Indeed, Erik Parens of bioethics think tank The Hastings Center believes the
discovery could have a negative impact, letting the US dodge the kind of debate
over embryonic research that countries like Britain have had.
The discovery could also affect the cloning laws being drawn up around the
world. While banning reproductive cloning, countries such as Britain have
permitted therapeutic cloning because doctors could use it to obtain ESCs. But
if every human being already has a reservoir of stem cells with similar
potential, should research continue into a technique that could easily be abused
by those eager to create the first cloned babies?
What is a stem cell?
Most cells in the body only get one shot at a career choice. Once a muscle
cell, always a muscle cell. But stem cells are precursor cells that remain
unspecialised, and can go on to form a number of different cell types.
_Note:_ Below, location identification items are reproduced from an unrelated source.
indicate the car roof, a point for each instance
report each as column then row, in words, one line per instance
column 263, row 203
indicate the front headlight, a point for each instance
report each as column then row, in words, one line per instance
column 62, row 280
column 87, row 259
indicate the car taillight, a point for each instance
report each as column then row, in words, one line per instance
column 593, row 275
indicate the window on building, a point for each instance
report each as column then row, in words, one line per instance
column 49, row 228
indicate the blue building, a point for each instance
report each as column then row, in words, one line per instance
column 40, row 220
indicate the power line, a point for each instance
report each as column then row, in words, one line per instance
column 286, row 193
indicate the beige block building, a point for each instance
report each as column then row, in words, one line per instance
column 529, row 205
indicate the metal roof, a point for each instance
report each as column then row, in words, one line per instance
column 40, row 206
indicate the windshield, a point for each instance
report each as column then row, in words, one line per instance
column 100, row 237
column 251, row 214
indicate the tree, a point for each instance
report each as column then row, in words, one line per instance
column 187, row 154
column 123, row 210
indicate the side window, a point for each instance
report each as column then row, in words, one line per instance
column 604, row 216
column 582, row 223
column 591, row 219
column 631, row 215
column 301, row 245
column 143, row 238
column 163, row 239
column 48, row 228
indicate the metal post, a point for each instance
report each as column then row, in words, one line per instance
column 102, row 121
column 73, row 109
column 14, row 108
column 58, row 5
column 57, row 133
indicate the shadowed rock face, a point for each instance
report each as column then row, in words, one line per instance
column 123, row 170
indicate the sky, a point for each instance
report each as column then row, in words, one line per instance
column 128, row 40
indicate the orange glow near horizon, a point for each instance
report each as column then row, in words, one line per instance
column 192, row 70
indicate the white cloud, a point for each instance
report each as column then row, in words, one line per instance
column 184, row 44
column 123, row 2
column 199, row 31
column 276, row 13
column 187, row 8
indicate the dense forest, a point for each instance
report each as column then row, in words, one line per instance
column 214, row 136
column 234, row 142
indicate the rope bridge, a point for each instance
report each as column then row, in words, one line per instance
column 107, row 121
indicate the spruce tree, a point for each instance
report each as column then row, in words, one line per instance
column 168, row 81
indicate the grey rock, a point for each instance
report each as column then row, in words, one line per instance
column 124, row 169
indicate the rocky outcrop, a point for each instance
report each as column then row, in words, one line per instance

Why all the excitement about them?
In the short term, stem cells could be used to grow new neurons for people
with Parkinson’s or Alzheimer’s, or new insulin-producing cells to treat
diabetes. In the long term, it might be possible to repair damaged spinal cords
or even grow entire replacement organs. If these replacement tissues and organs
were grown from stem cells taken from the patient’s own body, there’d be no
problems with rejection.
So what’s the catch?
Until now, all the stem cells found in adults have had only limited potential
(see main story). An adult stem cell that can form brain cells, for example,
can’t make liver cells. While specific adult stem cells might be fine for some
purposes, only embryonic stem cells taken from the ball of around 60 cells that
forms about six days after an egg is fertilised were thought capable of forming
every type of tissue in the body.
Why bother with adult stem cells then?
There are several problems with embryonic stem cells. Getting them involves
destroying a human embryo, which many people find unacceptable. But even if you
think this is justifiable for treating serious diseases, the only way to get
matching cells for patients would be to clone each individual and take cells
from the embryo—so-called therapeutic cloning. Nobody’s anywhere near
doing this yet, and even if they did, costs are likely to be prohibitive.
Sounds tricky…
That’s not all. In a recent study, a fifth of animals injected with embryonic
stem cells developed untreatable brain tumours. Before they could be used in
people, you’d have to ensure this could never happen.